One of the best ways to increase the value of your money over time is to invest in mutual funds. Mid-cap mutual funds present a compelling choice for investors seeking to strike a balance between returns as well as risk. Compared to large-cap companies, mid-cap firms have the potential for higher growth, but they are more established than small-cap companies. Selecting the best mid-cap mutual fund schemes can be difficult, though, as there are hundreds of them available. These five suggestions will assist investors in selecting the best mid cap mutual funds based on their investment requirements along with risk tolerance.
1. Analyse the fund manager’s track record
An essential consideration when choosing a mid-cap fund is the track record as well as experience of the fund manager. Consider the fund manager’s tenure with the scheme in addition to their total fund management experience. Examine the fund’s returns over the last three as well as five years as well to see how it has fared in comparison to other funds in the same category along with its benchmark over various market cycles. A solid track record indicates that the fund manager can choose profitable stocks.
2. Understand the fund’s investment strategy
Different mid-cap funds have varying investment approaches depending on the fund manager’s style. Some focus only on pure mid-cap stocks while others have a flexi-cap approach. It is important to understand the fund’s stated investment strategy as well as check if the actual portfolio reflects it. The strategy should align with your risk tolerance along with investment horizon. Funds with concentrated portfolios are riskier than those with well-diversified holdings across different sectors.

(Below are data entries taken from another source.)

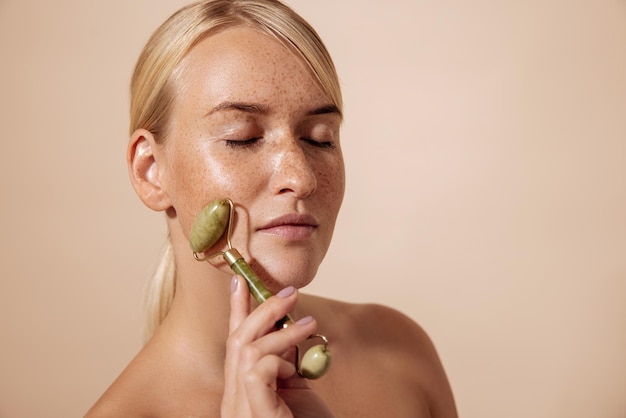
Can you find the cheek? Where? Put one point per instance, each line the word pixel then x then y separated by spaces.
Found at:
pixel 202 175
pixel 333 179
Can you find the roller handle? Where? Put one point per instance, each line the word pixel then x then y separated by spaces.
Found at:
pixel 257 289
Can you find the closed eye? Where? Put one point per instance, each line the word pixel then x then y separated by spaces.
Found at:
pixel 319 144
pixel 242 143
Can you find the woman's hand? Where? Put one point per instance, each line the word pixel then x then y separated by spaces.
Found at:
pixel 260 375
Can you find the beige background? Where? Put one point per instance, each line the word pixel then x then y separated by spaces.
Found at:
pixel 486 160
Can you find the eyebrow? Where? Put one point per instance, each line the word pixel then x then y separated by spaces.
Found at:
pixel 262 110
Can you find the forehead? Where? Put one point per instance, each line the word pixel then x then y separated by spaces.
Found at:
pixel 245 64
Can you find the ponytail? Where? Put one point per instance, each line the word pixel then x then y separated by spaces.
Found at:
pixel 160 291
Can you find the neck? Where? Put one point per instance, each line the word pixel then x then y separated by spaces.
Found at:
pixel 196 326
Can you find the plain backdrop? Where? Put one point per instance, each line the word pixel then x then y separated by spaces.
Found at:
pixel 485 144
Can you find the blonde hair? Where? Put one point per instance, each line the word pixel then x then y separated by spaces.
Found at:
pixel 152 88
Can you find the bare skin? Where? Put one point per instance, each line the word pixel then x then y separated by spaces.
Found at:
pixel 216 354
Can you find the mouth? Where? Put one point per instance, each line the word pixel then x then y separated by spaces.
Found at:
pixel 292 226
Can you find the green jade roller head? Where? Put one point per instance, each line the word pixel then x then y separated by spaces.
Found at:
pixel 207 229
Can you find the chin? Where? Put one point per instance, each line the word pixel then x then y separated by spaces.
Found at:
pixel 278 275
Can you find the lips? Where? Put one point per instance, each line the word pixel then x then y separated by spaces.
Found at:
pixel 292 226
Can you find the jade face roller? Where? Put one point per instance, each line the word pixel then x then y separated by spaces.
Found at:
pixel 207 229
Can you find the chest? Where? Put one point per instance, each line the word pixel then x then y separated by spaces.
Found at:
pixel 370 391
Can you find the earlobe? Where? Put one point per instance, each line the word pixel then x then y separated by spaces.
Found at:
pixel 144 170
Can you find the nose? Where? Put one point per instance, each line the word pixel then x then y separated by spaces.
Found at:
pixel 293 172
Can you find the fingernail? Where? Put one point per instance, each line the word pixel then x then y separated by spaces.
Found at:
pixel 288 291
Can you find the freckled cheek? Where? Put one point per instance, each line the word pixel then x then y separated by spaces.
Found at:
pixel 331 178
pixel 202 177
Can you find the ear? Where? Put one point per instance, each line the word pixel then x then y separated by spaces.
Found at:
pixel 144 170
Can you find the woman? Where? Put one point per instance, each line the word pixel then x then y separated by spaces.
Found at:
pixel 240 99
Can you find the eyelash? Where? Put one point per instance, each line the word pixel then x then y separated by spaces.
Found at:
pixel 249 143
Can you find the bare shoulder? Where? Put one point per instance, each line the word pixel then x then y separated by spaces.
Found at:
pixel 148 387
pixel 397 350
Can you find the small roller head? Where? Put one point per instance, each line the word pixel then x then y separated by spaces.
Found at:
pixel 209 225
pixel 315 362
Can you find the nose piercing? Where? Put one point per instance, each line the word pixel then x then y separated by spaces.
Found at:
pixel 208 228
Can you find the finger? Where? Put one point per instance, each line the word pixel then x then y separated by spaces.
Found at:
pixel 283 341
pixel 263 319
pixel 239 302
pixel 260 384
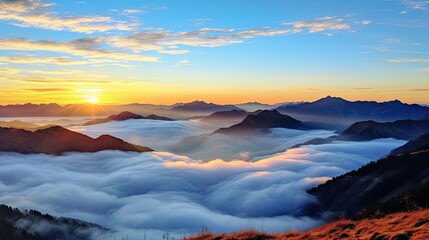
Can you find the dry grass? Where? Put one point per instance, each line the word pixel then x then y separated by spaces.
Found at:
pixel 407 225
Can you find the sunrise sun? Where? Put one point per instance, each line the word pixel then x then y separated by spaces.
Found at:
pixel 92 99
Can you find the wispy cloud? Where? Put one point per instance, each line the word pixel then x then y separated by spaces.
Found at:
pixel 85 47
pixel 42 60
pixel 168 42
pixel 47 89
pixel 183 62
pixel 408 60
pixel 362 89
pixel 36 14
pixel 418 90
pixel 413 4
pixel 132 11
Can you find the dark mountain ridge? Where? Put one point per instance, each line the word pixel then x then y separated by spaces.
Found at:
pixel 370 130
pixel 33 225
pixel 261 121
pixel 123 116
pixel 334 109
pixel 201 106
pixel 392 184
pixel 58 140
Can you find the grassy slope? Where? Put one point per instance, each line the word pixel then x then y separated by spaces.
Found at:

3. Consider the fund house and research support
Leading fund houses have larger research teams to analyze companies as well as stronger risk management practices. This allows their fund managers to make informed investment decisions. Check the fund house’s track record, size of research team, investment process as well as performance across different categories. Larger fund houses tend to have more stability but smaller ones can offer niche strategies.
4. Pay attention to portfolio turnover
Frequent trading to book profits increases a fund’s tax liability which is passed on to investors. Very high portfolio turnover may also reflect inconsistent investment strategies. An annual turnover ratio between 20-30% is ideal for a mid-cap fund. You can check the turnover ratio mentioned in the fund factsheet.
5. Evaluate long term returns over short term performance
While 1 or 2 year returns give an idea, evaluate a mid-cap fund’s performance over longer periods of 5-10 years to assess its ability to deliver through different market cycles. Mid-cap investing is more volatile than large caps, so give time for the fund to grow. Look for funds that have consistently beaten their benchmark index as well as category average returns over longer periods.
With these factors in mind, shortlist 2-3 best mid-cap funds and understanding what is nfo mutual fund that match your risk profile as well as investment goals. Continue reviewing their performance periodically as well as rebalance your portfolio when required. Following a disciplined investment process can help investors generate better risk-adjusted returns from mid-cap mutual funds over the long run. Always consult a SEBI registered financial advisor for any investment related queries.